March 11, 2009 by Canadian Underwriter
Thanks in part to a fundamental shift in the debt market, the era of private equity-leveraged buyouts in the insurance broker sector is over, and a new era of broker-led acquisitions has begun, Standard & Poor’s says in a new report.
The contraction of credit in the markets “has disrupted the private equity acquisition model predicated on cheap debt and strong cash flow generation,” says the S&P’s report, Big Insurance Brokers Set Up While Private Equity Steps Out of the Acquisition Game.
“As such, we expect that future acquisitions will be predicated on larger brokers acquiring smaller brokers with the goal of enhanced economies of scale.”

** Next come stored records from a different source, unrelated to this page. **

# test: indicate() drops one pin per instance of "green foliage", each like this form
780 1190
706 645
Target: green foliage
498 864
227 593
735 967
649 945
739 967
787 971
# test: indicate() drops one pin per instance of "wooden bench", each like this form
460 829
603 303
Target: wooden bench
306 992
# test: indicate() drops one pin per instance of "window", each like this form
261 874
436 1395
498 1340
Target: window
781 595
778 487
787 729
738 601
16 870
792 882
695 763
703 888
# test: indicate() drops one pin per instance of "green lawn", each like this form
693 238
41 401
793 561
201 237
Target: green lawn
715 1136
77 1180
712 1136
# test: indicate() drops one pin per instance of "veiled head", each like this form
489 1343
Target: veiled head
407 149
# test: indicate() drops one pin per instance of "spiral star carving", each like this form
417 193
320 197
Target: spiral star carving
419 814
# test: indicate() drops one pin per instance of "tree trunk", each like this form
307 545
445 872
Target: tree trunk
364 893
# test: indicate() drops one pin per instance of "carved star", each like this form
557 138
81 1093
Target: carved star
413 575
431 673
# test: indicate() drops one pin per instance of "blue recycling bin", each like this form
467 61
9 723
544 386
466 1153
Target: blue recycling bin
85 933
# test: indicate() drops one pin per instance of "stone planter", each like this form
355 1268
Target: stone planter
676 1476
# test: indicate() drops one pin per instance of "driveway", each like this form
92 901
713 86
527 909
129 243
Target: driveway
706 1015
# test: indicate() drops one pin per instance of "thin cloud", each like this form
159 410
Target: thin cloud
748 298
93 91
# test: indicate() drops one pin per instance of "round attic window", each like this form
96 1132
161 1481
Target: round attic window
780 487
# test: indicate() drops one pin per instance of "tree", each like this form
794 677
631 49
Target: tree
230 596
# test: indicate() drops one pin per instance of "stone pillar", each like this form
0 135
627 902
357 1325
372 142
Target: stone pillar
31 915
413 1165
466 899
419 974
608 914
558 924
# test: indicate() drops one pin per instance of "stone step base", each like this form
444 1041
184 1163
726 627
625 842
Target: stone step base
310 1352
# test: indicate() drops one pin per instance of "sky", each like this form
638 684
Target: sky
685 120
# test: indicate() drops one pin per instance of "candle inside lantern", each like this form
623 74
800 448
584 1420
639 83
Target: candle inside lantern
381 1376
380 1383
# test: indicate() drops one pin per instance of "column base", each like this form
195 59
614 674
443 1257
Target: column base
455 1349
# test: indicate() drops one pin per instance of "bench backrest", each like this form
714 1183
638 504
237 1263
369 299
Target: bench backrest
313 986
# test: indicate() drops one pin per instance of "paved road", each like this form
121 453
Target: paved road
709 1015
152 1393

The lack of credit available to the private equity firms is only one part of the dynamic leading to this shift, the S&P’s report notes. In addition, an amended settlement with the New York State Attorney General in May 2008 has levelled the playing field between global brokers and private equity firms.
The May 2008 settlement “allows the global brokers an extended period of three years for collecting contingent commissions from acquired companies,” the report notes.
Previously, as of 2004, a global broker pursuing an acquisition had to factor the immediate suspension of contingent commissions when assigning value to a target, which placed the global brokerage at a competitive disadvantage to the private equity firms.